Malattie interstiziali polmonari, via libera in Italia alla nuova indicazione di nintedanib

Pubblicato il: 18 Marzo 2022|

C’è una nuova soluzione terapeutica per i pazienti italiani con malattie interstiziali polmonari. Nintedanib ha ottenuto la rimborsabilità, in fascia H, per il trattamento delle patologie interstiziali polmonari fibrosanti croniche con fenotipo progressivo. L’approvazione della nuova indicazione giunge dopo sei anni dal lancio in Italia per il trattamento della Fibrosi polmonare idiopatica (Ipf) ed è basata sulle evidenze riscontrate nello studio di Fase III Inbuild, primo studio clinico a valutare pazienti in un’ampia gamma di tali malattie con andamento progressivo.

Le patologie

Le malattie interstiziali polmonari comprendono un ampio gruppo di oltre duecento patologie, che comportano il rischio di fibrosi polmonare, ossia la formazione irreversibile di tessuto cicatriziale a livello polmonare, che compromette la funzionalità dei polmoni stessi. I soggetti con malattie interstiziali polmonari fibrosanti possono sviluppare un fenotipo progressivo, che comporta il declino della funzionalità respiratoria, il deterioramento della qualità di vita e una mortalità precoce, analogamente a quanto si osserva nella fibrosi polmonare idiopatica, la forma più frequente di polmonite interstiziale idiopatica. I sintomi e il decorso delle malattie interstiziali polmonari fibrosanti progressive sono simili, indipendentemente dalla patologia interstiziale polmonare (Ild) sottostante, e si stima che ben il 18-32% dei pazienti con Ild, diversa dalla fibrosi polmonare idiopatica, sia a rischio di andamento fibrosante progressivo.

Lo studio

L’autorizzazione e la rimborsabilità di nintedanib per il trattamento di malattie interstiziali polmonari fibrosanti croniche con fenotipo progressivo (PF-ILD) si basa sui risultati ottenuti in Inbuild, studio clinico di Fase III randomizzato, in doppio cieco, a gruppi paralleli, con controllo a placebo, che ha valutato efficacia e sicurezza di nintedanib in pazienti con Ild cronica fibrosante a fenotipo progressivo. L’endpoint primario dello studio era il tasso annuo di declino della capacità vitale forzata (Fvc) in mL, valutato su un periodo di 52 settimane.

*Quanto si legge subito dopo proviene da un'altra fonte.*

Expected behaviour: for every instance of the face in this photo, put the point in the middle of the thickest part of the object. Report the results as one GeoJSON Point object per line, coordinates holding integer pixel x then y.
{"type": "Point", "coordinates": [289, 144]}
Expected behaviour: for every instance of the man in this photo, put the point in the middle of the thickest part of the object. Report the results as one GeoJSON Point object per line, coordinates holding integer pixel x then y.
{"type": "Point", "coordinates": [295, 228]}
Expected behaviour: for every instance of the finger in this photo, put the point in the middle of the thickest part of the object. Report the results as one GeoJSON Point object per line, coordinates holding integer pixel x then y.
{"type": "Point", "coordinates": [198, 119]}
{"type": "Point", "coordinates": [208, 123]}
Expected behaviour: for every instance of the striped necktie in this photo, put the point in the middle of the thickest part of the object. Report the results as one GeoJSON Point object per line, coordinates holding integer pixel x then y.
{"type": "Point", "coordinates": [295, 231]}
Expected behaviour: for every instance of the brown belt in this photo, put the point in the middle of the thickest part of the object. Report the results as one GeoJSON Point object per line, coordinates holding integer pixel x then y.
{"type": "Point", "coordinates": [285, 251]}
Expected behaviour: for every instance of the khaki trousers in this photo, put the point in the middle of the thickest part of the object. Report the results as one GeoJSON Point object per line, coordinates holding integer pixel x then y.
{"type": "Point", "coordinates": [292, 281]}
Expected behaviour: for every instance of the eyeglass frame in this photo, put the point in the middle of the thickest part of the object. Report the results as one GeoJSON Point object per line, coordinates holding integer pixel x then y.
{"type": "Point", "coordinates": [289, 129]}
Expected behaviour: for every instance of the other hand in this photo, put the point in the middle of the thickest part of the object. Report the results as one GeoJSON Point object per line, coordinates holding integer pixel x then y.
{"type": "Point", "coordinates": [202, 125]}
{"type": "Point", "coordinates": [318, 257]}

Lo studio ha raggiunto il suo endpoint primario dimostrando che nintedanib rallenta la progressione di malattia nei pazienti con Pf-Ild, con una riduzione del 57% del declino annuo della funzionalità polmonare. Il tasso annuo di declino della Fvc (mL/anno) a 52 settimane è risultato significativamente inferiore nei pazienti trattati con nintedanib rispetto ai pazienti trattati con placebo (-80.82 vs -187.78 mL/anno), con una differenza fra i due gruppi di 106.96 mL/anno (95% CI: 65,4 -148,5]; p<0,001).

L’effetto terapeutico di nintedanib nel rallentare il declino di Fvc rispetto a placebo osservato nello studio clinico è stato omogeneo per tutti i pazienti, indipendentemente dal pattern di fibrosi alla Tac toracica ad alta risoluzione (Hrct), e in linea con i risultati ottenuti da nintedanib in studi su pazienti con fibrosi polmonare idiopatica, e quelli in soggetti con malattia interstiziale polmonare associata a sclerosi sistemica.

Cosa è emerso

Nello studio Inbuild, nintedanib è stato associato a riduzioni numeriche del rischio di riacutizzazione acuta o morte rispetto a placebo. Il beneficio terapeutico può essere accompagnato anche a una riduzione del peggioramento degli esiti riferiti dai pazienti come dispnea e tosse. Inoltre, il profilo di sicurezza osservato in Inbuild è stato in linea con quanto riscontrato in pazienti con fibrosi polmonare idiopatica, e in soggetti con malattia interstiziale polmonare associata a sclerosi sistemica trattati in precedenza con nintedanib.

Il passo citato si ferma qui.